Aliso Viejo-based startup FantasyAces LLC has changed some internal policies in the wake of a data analysis scandal that has shaken up the nascent and booming daily fantasy sports industry.
FantasyAces, which runs daily baseball, football, basketball and hockey leagues, became the latest company to prohibit employees from playing fantasy sports on competing websites, which had been a widespread accepted practice in the sector until recently.
“It’s absolutely a forced hand,” said co-founder Bryan Frisina. “We just have to be proactive and adapt.”
FanDuel Inc. and DraftKings Inc., which together have about a 96% market share, were the first to take that step after news surfaced that DraftKings employee Ethan Haskell won $350,000 on rival site FanDuel after using player roster data gleaned from his job, potentially creating an advantage in assembling his teams.
In daily fantasy sports leagues, players fill up their roster within a working-salary cap. FantasyAces, which was founded in 2012 and has a tenuous hold on the third spot in the industry, hasn’t been implicated in any wrongdoing, though it employs fantasy sports experts in high-ranking positions.
“We have an extreme amount of honesty and integrity in which we operate our company,” Frisina said. “We have controls and regulations that limit viewership of certain information.”
New York Attorney General Eric Schneiderman has launched an inquiry into DraftKings and FanDuel practices, a probe that could invite more regulatory and political scrutiny.
A Kentucky man also filed a class-action lawsuit against both companies, alleging fraud.
Safety and security issues are plaguing automakers, IT providers and component suppliers as the industry wrestles with the development of autonomous, or self-driving, cars.
“Cybersecurity is the highest priority at every [original equipment manufacturer] right now,” according to Kia Motors America Chief Technology Strategist Henry Bzieh.

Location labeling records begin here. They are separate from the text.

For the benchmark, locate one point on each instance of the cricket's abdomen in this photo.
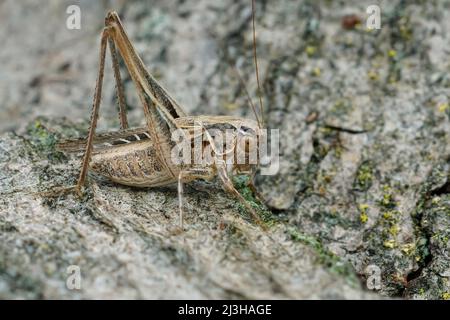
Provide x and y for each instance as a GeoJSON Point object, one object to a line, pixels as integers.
{"type": "Point", "coordinates": [133, 164]}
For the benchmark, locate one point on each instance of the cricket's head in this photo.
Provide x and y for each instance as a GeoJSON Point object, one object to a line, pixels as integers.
{"type": "Point", "coordinates": [248, 138]}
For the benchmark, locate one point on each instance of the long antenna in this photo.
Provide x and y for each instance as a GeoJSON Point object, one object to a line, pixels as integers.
{"type": "Point", "coordinates": [248, 96]}
{"type": "Point", "coordinates": [256, 64]}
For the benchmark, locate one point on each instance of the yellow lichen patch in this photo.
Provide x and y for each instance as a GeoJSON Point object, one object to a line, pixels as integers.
{"type": "Point", "coordinates": [408, 248]}
{"type": "Point", "coordinates": [311, 50]}
{"type": "Point", "coordinates": [436, 200]}
{"type": "Point", "coordinates": [394, 230]}
{"type": "Point", "coordinates": [443, 107]}
{"type": "Point", "coordinates": [373, 75]}
{"type": "Point", "coordinates": [316, 72]}
{"type": "Point", "coordinates": [392, 53]}
{"type": "Point", "coordinates": [390, 244]}
{"type": "Point", "coordinates": [363, 217]}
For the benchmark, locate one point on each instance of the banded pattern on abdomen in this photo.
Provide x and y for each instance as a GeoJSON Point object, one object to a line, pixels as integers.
{"type": "Point", "coordinates": [133, 164]}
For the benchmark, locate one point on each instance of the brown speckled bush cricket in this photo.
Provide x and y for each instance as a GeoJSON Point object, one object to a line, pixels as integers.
{"type": "Point", "coordinates": [141, 157]}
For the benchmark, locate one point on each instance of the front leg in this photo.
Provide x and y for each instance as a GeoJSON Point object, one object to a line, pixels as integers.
{"type": "Point", "coordinates": [229, 187]}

Bzieh, who heads the connected-car division at the local unit of South Korea-based Kia Motors Corp., was part of an Oct. 6 expert panel on intelligent transportation systems at the 2015 CleanTech OC Conference & Expo at UC Irvine’s Institute for Innovation.
Pedro Noyola, product marketing director at Telogis Inc., said the Aliso Viejo-based logistics software maker keeps data in the cloud and doesn’t disseminate that information to third parties.
“What we want to do is keep it very private,” he said.
Telogis develops telematics software and connectivity systems for several big automakers, including GM; Anaheim-based Isuzu Commercial Truck of America Inc.; Volvo Group’s North American truck division; and Ford.
Security and data breach concerns have grown in recent months following a publicized Jeep Cherokee hacking demonstration that led London-based Fiat Chrysler Automobiles to recall 1.4 million vehicles.
Michael Boehm, executive director of trade group e4 Advanced Transportation Center of Southern California, proposed that the region rely on its legacy in defense and aerospace work and “migrate that defense-level cyber security for drones for what essentially will be partially manned, or unmanned vehicles.”
The Business Journal reported in August that Aliso Viejo-based chipmaker Microsemi Corp., which has long developed crucial components for defense and weapons systems, satellites, space exploratory vehicles and other mission-critical applications, entered the auto market with two chip offerings it says consume less power while providing more security and reliability in advanced driver-assistance systems; vehicle-to-vehicle and vehicle-to-device communication; and electric/hybrid engine controls, among others.
Bits & Pieces
European Union regulators are expected to weigh in on Avago Technologies Ltd.’s $37 million buy of Irvine-based Broadcom Corp. by Nov. 9. It can clear the priciest deal in tech history—which would create the third largest chipmaker in the world—without concessions or opening an antitrust investigation.